A property P is compositional with respect to terms A and B and composition ∘ if P(A) ∧ P(B) ⇔ P(A∘B); the equivalence is sometimes replaced with implication in one of the directions (this is a special case for a predicate, i.e. a boolean-valued function; a function F is compositional if F(A∘B) = F(A) ⋆ F(B)).

What you're saying is that proofs can be composed. That is true, but unhelpful, as it doesn't make proofs easy. All proofs work this way. Compositionality does (in fact, all properties that are easily proven by type inference are compositional; type safety itself is compositional). I've seen somewhere compositionality described as the opposite of emergence[1], which makes sense.

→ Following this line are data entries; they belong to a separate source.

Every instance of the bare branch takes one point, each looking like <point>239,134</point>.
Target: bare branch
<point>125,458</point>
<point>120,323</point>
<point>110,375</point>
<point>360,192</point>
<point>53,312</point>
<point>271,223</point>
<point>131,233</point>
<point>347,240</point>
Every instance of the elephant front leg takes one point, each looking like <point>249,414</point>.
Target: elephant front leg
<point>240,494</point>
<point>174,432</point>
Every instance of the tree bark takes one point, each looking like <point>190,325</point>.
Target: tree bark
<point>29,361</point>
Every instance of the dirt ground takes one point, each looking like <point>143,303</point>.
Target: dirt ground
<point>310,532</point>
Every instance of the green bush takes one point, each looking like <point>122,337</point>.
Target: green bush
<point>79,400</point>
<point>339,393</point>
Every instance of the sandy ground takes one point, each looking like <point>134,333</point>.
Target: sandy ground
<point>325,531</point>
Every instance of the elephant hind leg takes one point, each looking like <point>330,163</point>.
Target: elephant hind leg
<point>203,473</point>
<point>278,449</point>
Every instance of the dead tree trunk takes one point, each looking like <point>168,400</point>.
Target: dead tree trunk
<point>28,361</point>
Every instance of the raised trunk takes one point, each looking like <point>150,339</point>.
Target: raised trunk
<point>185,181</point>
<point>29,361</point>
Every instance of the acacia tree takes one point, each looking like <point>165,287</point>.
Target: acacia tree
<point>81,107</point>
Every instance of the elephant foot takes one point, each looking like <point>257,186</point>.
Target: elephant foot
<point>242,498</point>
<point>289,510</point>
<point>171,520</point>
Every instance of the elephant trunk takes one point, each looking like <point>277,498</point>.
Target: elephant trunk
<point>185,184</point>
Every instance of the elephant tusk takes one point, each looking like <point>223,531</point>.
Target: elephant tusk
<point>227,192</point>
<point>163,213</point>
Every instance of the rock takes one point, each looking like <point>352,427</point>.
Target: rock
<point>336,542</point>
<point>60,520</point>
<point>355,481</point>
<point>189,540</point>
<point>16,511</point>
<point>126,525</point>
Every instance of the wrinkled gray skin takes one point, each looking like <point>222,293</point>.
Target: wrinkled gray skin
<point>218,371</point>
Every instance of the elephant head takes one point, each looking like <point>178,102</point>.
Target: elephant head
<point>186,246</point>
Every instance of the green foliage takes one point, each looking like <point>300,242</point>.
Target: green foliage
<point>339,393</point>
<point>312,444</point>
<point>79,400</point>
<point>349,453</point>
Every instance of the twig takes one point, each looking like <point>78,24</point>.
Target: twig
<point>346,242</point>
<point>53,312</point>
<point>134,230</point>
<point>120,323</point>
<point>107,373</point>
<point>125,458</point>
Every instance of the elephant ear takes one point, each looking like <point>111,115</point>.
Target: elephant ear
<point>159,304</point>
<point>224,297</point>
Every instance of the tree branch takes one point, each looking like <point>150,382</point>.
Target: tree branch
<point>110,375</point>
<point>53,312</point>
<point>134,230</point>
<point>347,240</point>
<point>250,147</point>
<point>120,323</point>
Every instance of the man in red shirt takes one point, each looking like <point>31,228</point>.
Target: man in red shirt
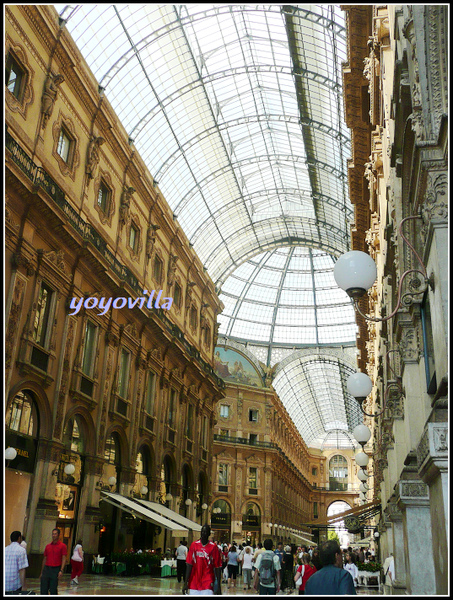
<point>203,567</point>
<point>53,564</point>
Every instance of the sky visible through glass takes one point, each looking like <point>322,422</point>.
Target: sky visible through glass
<point>237,112</point>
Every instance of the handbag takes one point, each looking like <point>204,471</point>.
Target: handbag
<point>298,581</point>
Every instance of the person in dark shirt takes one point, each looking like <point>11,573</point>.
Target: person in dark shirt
<point>332,579</point>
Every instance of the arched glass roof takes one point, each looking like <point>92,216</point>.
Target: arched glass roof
<point>237,112</point>
<point>288,297</point>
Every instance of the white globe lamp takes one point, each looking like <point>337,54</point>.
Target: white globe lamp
<point>69,469</point>
<point>10,453</point>
<point>355,272</point>
<point>362,475</point>
<point>359,385</point>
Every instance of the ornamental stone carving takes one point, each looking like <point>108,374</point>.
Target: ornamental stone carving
<point>436,202</point>
<point>49,96</point>
<point>93,156</point>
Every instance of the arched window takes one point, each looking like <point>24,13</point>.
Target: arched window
<point>21,415</point>
<point>338,473</point>
<point>72,436</point>
<point>143,475</point>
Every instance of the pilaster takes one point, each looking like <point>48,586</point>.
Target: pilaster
<point>413,501</point>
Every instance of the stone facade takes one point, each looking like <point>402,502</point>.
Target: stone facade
<point>401,125</point>
<point>86,226</point>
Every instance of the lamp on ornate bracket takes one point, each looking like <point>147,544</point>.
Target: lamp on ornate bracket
<point>355,272</point>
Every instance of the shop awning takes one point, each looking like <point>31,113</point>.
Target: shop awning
<point>133,507</point>
<point>302,539</point>
<point>171,514</point>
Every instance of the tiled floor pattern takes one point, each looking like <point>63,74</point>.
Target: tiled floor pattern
<point>110,585</point>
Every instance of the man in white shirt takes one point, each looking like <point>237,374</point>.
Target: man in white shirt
<point>181,555</point>
<point>15,564</point>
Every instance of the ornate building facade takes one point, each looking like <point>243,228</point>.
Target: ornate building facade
<point>396,106</point>
<point>110,317</point>
<point>266,482</point>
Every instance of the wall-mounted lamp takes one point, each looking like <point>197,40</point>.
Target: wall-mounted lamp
<point>10,453</point>
<point>355,272</point>
<point>69,469</point>
<point>362,475</point>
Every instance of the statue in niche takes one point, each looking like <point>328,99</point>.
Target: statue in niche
<point>151,239</point>
<point>49,96</point>
<point>93,156</point>
<point>125,204</point>
<point>172,269</point>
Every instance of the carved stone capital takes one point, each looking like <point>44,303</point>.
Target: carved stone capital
<point>412,493</point>
<point>432,451</point>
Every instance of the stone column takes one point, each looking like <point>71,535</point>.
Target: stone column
<point>396,517</point>
<point>432,461</point>
<point>413,500</point>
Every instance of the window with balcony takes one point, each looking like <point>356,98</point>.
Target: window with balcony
<point>123,375</point>
<point>64,146</point>
<point>224,410</point>
<point>14,76</point>
<point>223,477</point>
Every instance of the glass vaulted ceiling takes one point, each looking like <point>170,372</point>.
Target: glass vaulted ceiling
<point>237,111</point>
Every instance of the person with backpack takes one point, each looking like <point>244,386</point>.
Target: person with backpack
<point>267,571</point>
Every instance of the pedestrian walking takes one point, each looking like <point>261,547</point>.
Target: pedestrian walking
<point>332,579</point>
<point>247,567</point>
<point>303,573</point>
<point>203,567</point>
<point>181,555</point>
<point>53,564</point>
<point>267,572</point>
<point>76,563</point>
<point>15,564</point>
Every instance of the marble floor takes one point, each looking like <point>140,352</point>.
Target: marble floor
<point>111,585</point>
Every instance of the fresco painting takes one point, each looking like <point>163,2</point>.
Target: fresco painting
<point>232,366</point>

A property is emergent in a composition if it is not a property of the components.

[1]: https://julesh.com/2017/04/22/on-compositionality/

[ghettoimp]

Thanks, this seems like a perfectly coherent definition of compositional. I think my earlier confusion was a purely terminological matter.

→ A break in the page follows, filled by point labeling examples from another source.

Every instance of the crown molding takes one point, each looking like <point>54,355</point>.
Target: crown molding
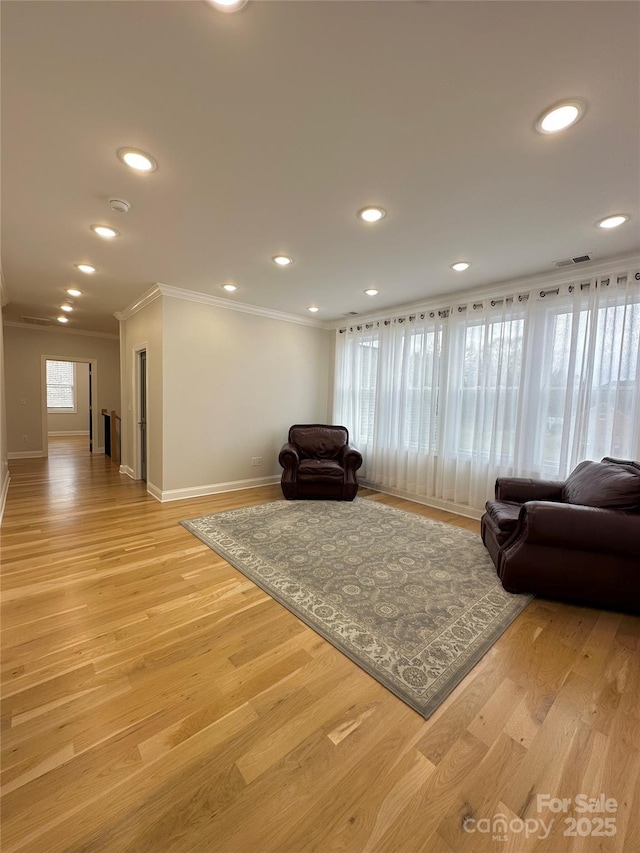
<point>506,288</point>
<point>206,299</point>
<point>147,298</point>
<point>243,307</point>
<point>56,331</point>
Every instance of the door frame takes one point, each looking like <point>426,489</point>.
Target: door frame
<point>136,388</point>
<point>95,414</point>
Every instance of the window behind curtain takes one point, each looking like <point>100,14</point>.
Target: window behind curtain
<point>512,387</point>
<point>61,386</point>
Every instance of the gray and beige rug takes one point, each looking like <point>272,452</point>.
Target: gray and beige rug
<point>414,602</point>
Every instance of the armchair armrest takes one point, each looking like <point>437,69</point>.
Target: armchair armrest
<point>350,457</point>
<point>521,489</point>
<point>580,528</point>
<point>289,457</point>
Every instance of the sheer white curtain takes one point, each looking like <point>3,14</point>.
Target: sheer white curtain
<point>443,402</point>
<point>408,395</point>
<point>482,415</point>
<point>355,381</point>
<point>585,362</point>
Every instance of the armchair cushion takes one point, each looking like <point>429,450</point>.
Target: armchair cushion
<point>504,515</point>
<point>606,484</point>
<point>319,463</point>
<point>578,540</point>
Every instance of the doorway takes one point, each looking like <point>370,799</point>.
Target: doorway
<point>77,391</point>
<point>142,413</point>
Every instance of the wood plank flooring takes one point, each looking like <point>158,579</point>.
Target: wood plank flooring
<point>154,699</point>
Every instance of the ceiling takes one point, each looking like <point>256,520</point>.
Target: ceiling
<point>273,126</point>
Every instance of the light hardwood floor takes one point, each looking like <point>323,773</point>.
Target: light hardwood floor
<point>156,700</point>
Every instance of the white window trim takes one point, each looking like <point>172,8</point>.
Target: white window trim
<point>70,410</point>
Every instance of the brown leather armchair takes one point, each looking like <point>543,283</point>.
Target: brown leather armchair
<point>319,463</point>
<point>577,539</point>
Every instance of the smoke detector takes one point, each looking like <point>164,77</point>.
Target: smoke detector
<point>120,205</point>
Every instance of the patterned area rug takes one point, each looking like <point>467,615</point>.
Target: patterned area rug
<point>414,602</point>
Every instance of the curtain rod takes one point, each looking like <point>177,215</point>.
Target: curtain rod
<point>445,312</point>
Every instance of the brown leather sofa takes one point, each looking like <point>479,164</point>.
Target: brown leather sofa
<point>319,463</point>
<point>577,540</point>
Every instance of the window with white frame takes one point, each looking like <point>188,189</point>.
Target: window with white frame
<point>61,387</point>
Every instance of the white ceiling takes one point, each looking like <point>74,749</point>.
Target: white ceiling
<point>274,125</point>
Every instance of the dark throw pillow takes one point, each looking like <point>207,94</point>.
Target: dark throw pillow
<point>607,485</point>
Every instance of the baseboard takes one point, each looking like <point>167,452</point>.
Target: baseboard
<point>211,489</point>
<point>434,503</point>
<point>3,493</point>
<point>155,492</point>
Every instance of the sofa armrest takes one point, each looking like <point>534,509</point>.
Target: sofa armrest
<point>521,489</point>
<point>580,528</point>
<point>350,457</point>
<point>289,456</point>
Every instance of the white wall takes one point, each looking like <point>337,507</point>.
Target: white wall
<point>23,350</point>
<point>143,330</point>
<point>4,464</point>
<point>78,421</point>
<point>233,385</point>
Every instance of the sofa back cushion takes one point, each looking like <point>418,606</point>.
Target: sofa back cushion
<point>318,441</point>
<point>608,484</point>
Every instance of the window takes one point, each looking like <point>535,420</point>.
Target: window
<point>442,405</point>
<point>61,387</point>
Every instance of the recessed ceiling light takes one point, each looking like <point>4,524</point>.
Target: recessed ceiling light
<point>138,160</point>
<point>105,231</point>
<point>613,221</point>
<point>560,116</point>
<point>371,214</point>
<point>227,5</point>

Regarding "What you're saying is that proofs can be composed. That is true, but unhelpful, as it doesn't make proofs easy." I agree that the ability to compose proofs does not make proof easy. But I would push back somewhat against the idea that this is unhelpful.

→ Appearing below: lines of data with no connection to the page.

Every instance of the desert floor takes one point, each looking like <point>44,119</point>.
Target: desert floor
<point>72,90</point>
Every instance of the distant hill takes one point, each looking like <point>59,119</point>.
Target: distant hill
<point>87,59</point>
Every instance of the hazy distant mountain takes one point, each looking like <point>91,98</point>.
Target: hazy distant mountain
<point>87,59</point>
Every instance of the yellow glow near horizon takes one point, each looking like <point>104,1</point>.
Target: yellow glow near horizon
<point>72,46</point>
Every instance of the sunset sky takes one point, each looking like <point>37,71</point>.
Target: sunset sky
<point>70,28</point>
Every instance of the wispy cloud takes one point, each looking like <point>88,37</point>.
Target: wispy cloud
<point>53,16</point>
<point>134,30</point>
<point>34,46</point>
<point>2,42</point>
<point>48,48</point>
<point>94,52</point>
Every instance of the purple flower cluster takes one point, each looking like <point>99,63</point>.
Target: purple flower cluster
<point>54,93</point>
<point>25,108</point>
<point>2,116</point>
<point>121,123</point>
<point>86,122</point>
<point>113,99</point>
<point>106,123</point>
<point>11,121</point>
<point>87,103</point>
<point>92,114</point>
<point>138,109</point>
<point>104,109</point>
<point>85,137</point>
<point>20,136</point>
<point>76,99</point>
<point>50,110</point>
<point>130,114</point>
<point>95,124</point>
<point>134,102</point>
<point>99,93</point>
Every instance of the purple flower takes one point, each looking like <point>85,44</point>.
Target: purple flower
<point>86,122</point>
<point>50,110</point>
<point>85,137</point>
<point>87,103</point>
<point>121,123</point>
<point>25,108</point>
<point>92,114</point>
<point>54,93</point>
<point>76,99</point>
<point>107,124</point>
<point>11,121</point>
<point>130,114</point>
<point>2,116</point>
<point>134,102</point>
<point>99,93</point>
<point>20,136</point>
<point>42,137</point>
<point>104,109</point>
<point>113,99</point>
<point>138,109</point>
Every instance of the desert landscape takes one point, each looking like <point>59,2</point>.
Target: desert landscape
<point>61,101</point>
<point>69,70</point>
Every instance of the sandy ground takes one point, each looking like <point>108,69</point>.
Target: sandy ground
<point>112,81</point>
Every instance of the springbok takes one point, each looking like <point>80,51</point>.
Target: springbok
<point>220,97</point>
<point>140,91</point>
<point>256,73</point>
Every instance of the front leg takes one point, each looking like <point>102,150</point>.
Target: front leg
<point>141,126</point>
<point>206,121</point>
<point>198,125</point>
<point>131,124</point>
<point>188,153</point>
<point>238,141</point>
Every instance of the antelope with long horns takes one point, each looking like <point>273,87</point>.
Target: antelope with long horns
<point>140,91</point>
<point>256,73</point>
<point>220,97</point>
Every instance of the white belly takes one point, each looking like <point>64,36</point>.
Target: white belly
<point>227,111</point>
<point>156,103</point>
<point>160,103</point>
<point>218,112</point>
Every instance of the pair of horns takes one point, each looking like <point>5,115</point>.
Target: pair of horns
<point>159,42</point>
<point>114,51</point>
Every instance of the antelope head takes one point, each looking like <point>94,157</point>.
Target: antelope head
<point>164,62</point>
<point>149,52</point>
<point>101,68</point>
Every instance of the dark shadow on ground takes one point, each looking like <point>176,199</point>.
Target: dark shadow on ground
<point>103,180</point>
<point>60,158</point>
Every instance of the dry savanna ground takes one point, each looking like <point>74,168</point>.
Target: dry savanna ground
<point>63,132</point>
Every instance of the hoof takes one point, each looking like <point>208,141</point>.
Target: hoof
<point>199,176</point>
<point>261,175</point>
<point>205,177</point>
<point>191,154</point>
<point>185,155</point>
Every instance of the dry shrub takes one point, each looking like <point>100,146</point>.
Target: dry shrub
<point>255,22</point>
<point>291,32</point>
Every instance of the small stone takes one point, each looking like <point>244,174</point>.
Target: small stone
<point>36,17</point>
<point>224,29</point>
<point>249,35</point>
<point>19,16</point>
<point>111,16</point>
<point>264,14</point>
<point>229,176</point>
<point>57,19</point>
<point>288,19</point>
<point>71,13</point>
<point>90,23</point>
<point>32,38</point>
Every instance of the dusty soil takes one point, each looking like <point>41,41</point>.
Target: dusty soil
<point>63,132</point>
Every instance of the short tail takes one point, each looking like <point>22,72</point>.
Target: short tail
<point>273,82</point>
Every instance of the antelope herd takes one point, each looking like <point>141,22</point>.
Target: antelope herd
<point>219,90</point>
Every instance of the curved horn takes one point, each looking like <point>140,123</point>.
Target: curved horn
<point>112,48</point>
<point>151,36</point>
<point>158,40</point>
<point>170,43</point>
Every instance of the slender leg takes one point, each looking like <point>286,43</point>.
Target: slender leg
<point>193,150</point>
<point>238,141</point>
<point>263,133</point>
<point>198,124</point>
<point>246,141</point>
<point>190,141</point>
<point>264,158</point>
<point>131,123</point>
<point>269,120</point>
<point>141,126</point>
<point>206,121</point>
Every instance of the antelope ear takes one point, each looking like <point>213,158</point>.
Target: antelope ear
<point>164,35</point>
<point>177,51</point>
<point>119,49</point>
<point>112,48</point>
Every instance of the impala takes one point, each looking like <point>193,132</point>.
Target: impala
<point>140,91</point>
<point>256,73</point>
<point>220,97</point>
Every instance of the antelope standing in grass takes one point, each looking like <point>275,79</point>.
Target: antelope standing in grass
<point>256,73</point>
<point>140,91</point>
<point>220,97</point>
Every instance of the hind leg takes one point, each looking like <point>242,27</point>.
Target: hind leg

The ability to prove, in isolation, the relevant properties about some entity (e.g., a function, a hardware module, or what have you), and then to make use of these properties, without ever looking inside the entity again, to prove properties of some larger system, seems to me to be absolutely essential for scaling proofs to large systems.

This ability is of course completely common in tools like interactive proof assistants, but is less common in more automated procedures.

[pron]

> The ability to prove, in isolation, the relevant properties about some entity (e.g., a function, a hardware module, or what have you), and then to make use of these properties, without ever looking inside the entity again, to prove properties of some larger system, seems to me to be absolutely essential for scaling proofs to large systems.

I understand the motivation, and of course you're right that it would be "essential", it's just that it has been mathematically proven (see my post) that this is not the case. Results in computational complexity theory, that studies how hard it is to do things, show that "making use of these properties, without ever looking inside the entity again" does not, in fact, make verification easier. More precisely, the difficulty of proving a property of A_1 ∘ ... ∘ A_n is not any function of n, because we cannot hide the inner details of the components in a way that would make the effort lower even though that is what we want to do and even though it is essential for success.

In practice, we have not been able to scale proofs to large systems, which means that maybe there is some truth to those mathematical results.